Göttervater Wotan nimmt derweil den Bau seiner Götterburg Walhall ab, die ihm die Riesen Fasolt und Fafner auftragsgemäß errichtet haben. Als Lohn versprach er den Bauleuten Freia, die Göttin der Liebe, die in ihrem Garten die Äpfel der ewigen Jugend züchtet. Als er jedoch zahlen soll, widersetzt sich Wotan, es kommt zu heftigem Streit mit seinen Lieferanten, den auch die zur Hilfe eilenden Götter Donner und Froh sowie Halbgott Loge nicht schlichten können. Als Loge jedoch vom Rheingold berichtet, um dessen Rückgabe die Rheintöchter Wotan bitten, wird ihre Gier geweckt und sie willigen ein, Freia (und damit die Liebe) gegen den Schatz zu tauschen.
Wotan steigt darauf mit Loge in die Unterwelt, in der Alberich die Nibelungen mittels des mächtigen Ringes zwingt, seinen Reichtum zu mehren. Er unterwirft den Dieb und raubt den Hort. Urmutter Erda, mit der Frauenheld Wotan die Walküren zeugte, taucht aus dem Erdinneren auf und prophezeit das Ende der Götter: die Götterdämmerung.
Die Riesenbrüder Fasolt und Fafner werden mit dem Rheingold ausbezahlt. Sie fordern und bekommen auch den magischen Ring, den Wotan gern behalten möchte. Dessen Fluch geht auf die Erbauer von Walhall über: Fasolt erschlägt Fafner und bemächtigt sich des Schatzes. Die Götter beziehen schließlich ihren neuen Wohnsitz, während Wotan bereits Pläne schmiedet, wie er den Fluch des Goldes und damit den von Erda verheißenen Lauf der Geschichte abwenden kann
In Nemirovas Inszenierung mutieren die Götter zum Schluss in Salonlöwen, die ins Publikum gehen und diese quasi in das Spielgeschehen einbeziehen. Während sie sich gegenseitig mit Champagner zuprosten und ihr neues Domizil feiern, fällt der Vorhang. Dies ist einer der wenigen Szenen, in der die Regisseurin eigene Ansätze zeigt, die über das konventionelle Erzählen hinausgehen.

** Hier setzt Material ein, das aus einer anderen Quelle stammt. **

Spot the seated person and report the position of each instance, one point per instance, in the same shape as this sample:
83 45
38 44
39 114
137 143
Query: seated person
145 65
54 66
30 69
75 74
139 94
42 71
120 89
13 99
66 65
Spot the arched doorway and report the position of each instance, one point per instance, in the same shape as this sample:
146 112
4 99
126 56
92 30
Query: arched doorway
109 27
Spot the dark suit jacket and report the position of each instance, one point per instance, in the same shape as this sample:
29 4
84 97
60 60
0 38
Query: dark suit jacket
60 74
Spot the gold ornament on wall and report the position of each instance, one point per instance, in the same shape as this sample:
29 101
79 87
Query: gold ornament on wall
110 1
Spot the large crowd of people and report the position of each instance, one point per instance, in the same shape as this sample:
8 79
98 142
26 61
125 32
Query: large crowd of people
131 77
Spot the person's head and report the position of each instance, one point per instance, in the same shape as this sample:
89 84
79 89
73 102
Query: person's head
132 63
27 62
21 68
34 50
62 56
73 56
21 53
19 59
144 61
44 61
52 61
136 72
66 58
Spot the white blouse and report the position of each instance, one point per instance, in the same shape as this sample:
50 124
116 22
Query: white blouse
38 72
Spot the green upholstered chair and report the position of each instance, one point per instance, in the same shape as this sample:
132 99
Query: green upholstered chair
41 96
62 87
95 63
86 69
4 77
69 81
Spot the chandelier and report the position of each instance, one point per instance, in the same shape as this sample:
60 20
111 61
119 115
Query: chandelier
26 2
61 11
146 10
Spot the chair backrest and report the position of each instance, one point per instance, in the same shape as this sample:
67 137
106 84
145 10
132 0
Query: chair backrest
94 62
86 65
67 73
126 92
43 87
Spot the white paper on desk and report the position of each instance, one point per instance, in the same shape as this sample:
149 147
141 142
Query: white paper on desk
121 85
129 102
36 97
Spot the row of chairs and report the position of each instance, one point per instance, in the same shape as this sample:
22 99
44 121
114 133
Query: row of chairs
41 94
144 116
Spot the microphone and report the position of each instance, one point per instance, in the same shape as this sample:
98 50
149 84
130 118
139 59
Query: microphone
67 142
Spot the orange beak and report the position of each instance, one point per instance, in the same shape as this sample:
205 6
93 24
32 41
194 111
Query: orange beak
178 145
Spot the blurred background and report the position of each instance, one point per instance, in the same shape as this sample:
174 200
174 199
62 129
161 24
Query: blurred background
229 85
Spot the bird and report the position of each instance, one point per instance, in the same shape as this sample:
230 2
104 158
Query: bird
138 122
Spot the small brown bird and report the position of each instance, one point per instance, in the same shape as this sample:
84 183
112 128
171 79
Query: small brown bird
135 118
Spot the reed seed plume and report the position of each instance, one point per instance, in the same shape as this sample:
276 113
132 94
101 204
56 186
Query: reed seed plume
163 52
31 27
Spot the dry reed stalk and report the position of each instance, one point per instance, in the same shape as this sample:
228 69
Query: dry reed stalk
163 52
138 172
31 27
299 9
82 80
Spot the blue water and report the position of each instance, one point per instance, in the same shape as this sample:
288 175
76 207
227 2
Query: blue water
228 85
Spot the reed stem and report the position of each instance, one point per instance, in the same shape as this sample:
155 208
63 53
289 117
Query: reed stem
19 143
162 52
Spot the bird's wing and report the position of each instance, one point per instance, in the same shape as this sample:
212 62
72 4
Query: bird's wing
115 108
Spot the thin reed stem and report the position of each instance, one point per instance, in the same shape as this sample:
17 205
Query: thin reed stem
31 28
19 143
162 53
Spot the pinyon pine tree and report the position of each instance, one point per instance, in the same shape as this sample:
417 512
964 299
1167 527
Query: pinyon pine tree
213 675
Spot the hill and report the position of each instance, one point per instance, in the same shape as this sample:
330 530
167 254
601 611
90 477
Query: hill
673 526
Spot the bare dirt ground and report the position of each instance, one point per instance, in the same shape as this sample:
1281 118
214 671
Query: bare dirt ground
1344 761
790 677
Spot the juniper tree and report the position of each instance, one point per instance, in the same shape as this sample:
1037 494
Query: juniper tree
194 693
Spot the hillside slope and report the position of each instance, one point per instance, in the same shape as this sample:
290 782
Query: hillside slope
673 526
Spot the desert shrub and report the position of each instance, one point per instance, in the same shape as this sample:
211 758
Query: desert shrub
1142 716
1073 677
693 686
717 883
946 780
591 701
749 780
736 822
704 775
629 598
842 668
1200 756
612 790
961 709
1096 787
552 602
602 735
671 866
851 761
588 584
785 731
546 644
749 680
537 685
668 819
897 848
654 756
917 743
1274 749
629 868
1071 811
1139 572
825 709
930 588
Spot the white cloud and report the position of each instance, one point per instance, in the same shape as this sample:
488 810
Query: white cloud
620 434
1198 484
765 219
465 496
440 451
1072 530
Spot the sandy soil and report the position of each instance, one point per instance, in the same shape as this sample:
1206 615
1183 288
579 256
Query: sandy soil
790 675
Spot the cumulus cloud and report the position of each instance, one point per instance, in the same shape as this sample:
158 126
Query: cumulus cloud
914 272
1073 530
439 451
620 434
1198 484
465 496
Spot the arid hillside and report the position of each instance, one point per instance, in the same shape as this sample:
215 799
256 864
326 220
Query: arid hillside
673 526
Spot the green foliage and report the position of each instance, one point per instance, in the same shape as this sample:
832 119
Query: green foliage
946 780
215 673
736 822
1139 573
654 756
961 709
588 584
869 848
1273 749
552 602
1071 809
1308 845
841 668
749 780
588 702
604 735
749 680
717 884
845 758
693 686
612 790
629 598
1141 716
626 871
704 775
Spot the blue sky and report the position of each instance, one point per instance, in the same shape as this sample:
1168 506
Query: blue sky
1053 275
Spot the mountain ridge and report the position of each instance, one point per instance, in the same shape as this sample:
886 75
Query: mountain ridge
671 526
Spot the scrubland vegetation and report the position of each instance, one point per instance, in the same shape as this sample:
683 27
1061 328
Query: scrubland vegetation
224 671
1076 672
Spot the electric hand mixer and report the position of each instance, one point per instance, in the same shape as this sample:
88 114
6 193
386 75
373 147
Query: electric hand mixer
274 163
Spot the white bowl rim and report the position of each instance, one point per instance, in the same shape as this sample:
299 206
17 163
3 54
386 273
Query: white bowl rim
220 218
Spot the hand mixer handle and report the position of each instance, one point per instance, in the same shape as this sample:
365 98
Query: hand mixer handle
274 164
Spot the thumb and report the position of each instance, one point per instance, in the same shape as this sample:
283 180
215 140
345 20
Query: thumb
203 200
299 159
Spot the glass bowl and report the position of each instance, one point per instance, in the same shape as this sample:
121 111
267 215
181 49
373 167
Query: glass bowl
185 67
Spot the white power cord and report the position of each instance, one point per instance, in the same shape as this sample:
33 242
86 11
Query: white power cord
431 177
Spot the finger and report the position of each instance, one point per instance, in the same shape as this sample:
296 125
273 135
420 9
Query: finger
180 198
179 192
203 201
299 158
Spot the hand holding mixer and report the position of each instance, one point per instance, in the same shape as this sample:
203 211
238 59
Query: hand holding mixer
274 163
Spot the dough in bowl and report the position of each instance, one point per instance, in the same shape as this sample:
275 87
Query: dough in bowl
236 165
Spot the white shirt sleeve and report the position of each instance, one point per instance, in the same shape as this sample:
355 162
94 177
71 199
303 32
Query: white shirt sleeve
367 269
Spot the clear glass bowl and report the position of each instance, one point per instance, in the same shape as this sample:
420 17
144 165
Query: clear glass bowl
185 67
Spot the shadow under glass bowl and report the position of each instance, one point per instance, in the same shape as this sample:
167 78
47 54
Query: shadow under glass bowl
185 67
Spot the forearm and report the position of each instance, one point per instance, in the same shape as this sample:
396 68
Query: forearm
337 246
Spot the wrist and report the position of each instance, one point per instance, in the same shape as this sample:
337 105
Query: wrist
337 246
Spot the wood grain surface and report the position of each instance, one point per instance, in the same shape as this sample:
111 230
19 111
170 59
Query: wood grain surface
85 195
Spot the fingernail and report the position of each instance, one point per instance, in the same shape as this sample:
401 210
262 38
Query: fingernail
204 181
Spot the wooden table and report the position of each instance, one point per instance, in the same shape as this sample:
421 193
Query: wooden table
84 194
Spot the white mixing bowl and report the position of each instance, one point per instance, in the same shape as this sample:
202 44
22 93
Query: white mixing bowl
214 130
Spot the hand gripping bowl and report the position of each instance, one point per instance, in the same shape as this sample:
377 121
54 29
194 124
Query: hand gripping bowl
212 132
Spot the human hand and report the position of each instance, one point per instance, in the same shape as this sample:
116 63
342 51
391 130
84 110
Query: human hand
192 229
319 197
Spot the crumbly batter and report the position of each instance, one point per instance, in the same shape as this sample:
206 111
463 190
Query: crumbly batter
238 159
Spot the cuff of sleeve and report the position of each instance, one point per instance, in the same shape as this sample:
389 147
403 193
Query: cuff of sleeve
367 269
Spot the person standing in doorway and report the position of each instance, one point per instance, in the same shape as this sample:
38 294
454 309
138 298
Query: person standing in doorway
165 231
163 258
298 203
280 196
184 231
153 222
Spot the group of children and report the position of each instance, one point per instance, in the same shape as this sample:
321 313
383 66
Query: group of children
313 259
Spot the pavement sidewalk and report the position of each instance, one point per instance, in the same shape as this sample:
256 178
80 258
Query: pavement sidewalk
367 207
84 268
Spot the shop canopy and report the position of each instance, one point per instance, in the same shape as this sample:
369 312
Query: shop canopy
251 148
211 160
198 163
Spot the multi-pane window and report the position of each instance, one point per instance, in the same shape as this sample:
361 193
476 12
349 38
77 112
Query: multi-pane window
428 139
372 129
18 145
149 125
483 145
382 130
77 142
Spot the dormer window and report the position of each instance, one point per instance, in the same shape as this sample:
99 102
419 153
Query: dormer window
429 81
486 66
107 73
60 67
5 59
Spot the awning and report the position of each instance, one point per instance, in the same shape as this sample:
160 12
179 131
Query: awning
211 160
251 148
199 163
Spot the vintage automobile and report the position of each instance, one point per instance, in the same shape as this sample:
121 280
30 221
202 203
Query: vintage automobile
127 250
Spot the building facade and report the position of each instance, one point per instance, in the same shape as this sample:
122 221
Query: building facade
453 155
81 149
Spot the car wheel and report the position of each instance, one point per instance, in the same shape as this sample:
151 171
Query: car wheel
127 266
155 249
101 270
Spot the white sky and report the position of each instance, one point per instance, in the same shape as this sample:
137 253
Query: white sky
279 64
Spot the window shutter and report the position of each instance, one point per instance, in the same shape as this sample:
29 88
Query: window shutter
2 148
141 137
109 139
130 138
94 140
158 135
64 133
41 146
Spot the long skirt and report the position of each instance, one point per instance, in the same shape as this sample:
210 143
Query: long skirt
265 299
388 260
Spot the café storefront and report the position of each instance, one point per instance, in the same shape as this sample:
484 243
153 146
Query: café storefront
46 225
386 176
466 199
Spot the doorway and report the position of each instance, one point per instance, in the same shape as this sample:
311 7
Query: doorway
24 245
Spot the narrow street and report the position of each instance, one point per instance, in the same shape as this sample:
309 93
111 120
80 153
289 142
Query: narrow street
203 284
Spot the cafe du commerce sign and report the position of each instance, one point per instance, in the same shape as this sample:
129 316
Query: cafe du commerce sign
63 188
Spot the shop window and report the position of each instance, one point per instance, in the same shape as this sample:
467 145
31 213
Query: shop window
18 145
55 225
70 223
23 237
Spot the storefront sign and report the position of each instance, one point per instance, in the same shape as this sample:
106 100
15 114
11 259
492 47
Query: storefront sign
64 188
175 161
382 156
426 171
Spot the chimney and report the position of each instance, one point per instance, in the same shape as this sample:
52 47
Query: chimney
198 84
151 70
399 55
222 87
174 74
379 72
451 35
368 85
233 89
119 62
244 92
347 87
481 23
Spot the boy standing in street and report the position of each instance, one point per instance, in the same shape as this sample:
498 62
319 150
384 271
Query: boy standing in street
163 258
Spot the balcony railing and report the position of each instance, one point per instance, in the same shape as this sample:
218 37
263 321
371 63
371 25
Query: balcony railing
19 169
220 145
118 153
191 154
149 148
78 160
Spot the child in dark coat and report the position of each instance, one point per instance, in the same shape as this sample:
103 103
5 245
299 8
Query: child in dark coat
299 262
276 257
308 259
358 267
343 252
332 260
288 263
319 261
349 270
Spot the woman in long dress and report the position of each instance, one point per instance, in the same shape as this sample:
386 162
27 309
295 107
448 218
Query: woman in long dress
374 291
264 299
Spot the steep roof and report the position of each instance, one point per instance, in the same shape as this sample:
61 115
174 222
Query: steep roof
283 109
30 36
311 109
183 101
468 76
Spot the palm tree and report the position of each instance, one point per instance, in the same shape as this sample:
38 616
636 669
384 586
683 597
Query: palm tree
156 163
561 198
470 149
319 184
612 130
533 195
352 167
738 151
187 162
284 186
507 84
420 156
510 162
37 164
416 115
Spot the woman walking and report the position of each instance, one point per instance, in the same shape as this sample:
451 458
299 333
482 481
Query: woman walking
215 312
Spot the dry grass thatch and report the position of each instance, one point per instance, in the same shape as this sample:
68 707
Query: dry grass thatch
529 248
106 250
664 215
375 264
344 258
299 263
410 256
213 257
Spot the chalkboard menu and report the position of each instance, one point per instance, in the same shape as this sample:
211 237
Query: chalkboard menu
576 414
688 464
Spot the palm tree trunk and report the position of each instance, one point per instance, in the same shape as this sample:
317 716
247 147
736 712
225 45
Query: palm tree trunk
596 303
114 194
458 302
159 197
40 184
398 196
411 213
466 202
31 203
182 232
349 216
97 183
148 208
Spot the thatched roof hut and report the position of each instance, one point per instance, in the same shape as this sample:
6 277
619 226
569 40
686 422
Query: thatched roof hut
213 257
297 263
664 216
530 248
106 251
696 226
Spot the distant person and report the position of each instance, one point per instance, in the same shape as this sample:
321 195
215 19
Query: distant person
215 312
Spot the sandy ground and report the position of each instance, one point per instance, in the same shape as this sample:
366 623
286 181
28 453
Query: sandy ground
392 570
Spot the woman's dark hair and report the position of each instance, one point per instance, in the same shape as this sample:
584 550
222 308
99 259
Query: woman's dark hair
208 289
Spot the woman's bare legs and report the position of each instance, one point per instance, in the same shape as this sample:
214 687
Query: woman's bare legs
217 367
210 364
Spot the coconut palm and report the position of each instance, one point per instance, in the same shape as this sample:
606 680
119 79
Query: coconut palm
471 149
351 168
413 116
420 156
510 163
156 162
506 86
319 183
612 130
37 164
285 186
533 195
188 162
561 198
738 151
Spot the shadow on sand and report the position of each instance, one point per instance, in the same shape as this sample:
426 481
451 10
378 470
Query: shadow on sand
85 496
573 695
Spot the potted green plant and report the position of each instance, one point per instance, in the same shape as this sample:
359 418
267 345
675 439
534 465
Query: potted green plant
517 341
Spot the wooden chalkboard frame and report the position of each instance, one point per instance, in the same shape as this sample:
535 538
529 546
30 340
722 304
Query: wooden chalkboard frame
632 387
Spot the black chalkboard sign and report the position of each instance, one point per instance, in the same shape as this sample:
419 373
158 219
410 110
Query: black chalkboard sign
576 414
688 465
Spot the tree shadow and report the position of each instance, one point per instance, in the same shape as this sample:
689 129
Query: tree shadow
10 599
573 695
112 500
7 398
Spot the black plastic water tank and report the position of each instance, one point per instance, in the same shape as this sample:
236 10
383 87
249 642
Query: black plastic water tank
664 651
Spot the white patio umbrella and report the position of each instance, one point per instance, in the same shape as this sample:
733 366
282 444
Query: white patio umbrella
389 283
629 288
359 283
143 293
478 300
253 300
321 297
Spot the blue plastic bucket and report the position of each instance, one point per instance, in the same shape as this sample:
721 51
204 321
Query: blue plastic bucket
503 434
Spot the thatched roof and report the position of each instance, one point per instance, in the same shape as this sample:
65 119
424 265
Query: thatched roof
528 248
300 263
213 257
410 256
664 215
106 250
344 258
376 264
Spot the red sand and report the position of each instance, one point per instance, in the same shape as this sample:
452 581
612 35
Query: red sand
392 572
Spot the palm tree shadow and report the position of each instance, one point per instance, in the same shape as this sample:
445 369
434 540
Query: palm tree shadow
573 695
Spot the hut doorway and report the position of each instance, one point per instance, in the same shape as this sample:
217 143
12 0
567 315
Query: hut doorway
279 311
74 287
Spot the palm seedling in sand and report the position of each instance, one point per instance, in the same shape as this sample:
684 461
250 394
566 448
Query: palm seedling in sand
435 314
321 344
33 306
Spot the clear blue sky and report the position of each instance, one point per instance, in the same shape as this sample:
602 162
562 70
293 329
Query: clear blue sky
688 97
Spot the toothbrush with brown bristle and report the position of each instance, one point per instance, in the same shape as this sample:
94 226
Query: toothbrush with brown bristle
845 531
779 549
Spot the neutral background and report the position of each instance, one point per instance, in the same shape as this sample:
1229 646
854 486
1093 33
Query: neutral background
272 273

Ansonsten sind es inszenatorische Zugaben, die aber seltsam ungereimt bleiben: Mal tauchen vier weitere Riesen zur Verstärkung von Fasolt und Fafner auf, die beim Abtransport des Goldes (wo sie wirklich gebraucht werden könnten) wiederum fehlen. Als die Göttin der Jugend verschleppt wird, sieht man die Vision der Götter, die sich gebeugt und greis über die Bühne schleppen; diese Szene wiederholt sich später beim Einzug in Walhall, wobei Freias jüngendes Obst längst wieder auf dem Speiseplan steht und die Gefahr des Alterns abgewendet ist. Alberichs Verwandlung in einen Furcht erregenden Lindwurm wird pantomimisch mit farbigen Handschuhen dargestellt und geriert zum Kasperletheater.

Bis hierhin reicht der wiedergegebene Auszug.